Mass drug dosing controlled scabies: study

A 'super-simple' drug treatment of a whole community virtually eliminated scabies, according to new study.

Scabies was virtually eliminated in a community by dosing everyone with the drug ivermectin, say Australian researchers involved in a world-first study.

The findings have implications for controlling the debilitating skin disease around the globe, including in Aboriginal and Torres Strait Islander communities where it's endemic.

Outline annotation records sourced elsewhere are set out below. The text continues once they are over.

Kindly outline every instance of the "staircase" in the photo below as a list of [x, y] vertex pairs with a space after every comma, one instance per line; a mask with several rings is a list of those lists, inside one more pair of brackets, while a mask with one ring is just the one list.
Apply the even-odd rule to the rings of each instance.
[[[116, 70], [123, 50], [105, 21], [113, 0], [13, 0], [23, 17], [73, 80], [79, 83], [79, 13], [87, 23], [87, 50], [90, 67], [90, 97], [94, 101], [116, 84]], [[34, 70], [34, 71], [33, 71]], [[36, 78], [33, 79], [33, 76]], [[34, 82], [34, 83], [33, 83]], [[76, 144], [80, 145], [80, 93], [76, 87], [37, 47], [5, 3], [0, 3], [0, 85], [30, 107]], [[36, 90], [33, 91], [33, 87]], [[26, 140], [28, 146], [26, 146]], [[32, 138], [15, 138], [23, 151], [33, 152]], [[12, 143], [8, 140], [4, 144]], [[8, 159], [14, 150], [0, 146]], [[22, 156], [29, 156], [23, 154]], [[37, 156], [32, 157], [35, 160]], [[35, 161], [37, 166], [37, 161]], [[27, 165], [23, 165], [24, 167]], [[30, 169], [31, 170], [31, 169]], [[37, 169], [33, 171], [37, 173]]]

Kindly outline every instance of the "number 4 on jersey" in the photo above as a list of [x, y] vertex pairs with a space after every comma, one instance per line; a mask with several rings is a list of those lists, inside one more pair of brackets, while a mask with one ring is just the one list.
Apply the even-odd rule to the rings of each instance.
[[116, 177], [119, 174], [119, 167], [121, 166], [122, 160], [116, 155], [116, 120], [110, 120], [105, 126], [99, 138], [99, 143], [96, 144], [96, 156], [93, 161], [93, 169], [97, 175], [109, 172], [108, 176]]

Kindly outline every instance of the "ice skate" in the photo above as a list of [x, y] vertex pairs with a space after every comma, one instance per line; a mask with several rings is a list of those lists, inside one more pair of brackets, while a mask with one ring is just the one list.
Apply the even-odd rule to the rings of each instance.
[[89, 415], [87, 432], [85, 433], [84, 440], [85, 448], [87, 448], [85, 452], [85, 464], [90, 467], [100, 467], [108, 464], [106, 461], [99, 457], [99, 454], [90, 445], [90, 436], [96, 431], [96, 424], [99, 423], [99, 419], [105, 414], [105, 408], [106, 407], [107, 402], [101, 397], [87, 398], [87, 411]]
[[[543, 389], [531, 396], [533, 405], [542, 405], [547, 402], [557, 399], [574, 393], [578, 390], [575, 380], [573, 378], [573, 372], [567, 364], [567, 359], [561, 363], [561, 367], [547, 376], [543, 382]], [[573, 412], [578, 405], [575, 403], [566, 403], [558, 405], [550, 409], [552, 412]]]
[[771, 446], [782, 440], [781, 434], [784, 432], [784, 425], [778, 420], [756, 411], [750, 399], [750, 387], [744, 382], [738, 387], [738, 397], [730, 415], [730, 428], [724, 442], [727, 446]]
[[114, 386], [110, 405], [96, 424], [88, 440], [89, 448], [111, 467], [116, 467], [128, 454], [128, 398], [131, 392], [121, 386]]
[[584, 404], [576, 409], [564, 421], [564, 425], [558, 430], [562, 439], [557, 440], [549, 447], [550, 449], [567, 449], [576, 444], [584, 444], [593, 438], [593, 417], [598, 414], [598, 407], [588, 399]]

The study, published in the New England Journal of Medicine, was conducted by the Murdoch Childrens Research Institute and the Kirby Institute at UNSW Australia in Fiji, where one quarter of the population is infected.

Murdoch senior researcher Associate Professor Andrew Steer says while the recommended treatment of permethrin cream effectively treats individuals, many often become reinfected in the community.

Three isolated communities were given different interventions - standard cream treatment for affected individuals and their families, mass administration of the cream, and mass administration of ivermectin.

After one year the prevalence of scabies declined by 94 per cent in the ivermectin group and their skin sores were reduced by 67 per cent.

The disease declined by 64 per cent in the mass cream group and 49 per cent in the standard-care group.

"The tablet was a super-, super-simple intervention," Prof Steer told AAP.

"Everybody got a tablet and if you had scabies you had a second tablet seven days later and we did nothing else before coming back a year later.

"I think that is the wow factor for us. It's not a long treatment course and doesn't require people going back into the communities repeatedly."

Scabies, caused by a microscopic mite that burrows under the skin, is estimated to affect more than 100 million people globally, including 69 per cent of Australian indigenous infants in their first year.

"The terrible itching leads to severe secondary infections that can cause potentially deadly diseases including rheumatic fever, rheumatic heart disease and chronic renal failure - conditions that occur in Aboriginal people at the highest rates in the world," Prof Steer said.

The 2015 Nobel Prize for Medicine was awarded to the scientists who discovered ivermectin, now used in mass drug administration programs to control river blindness and lymphatic filariasis.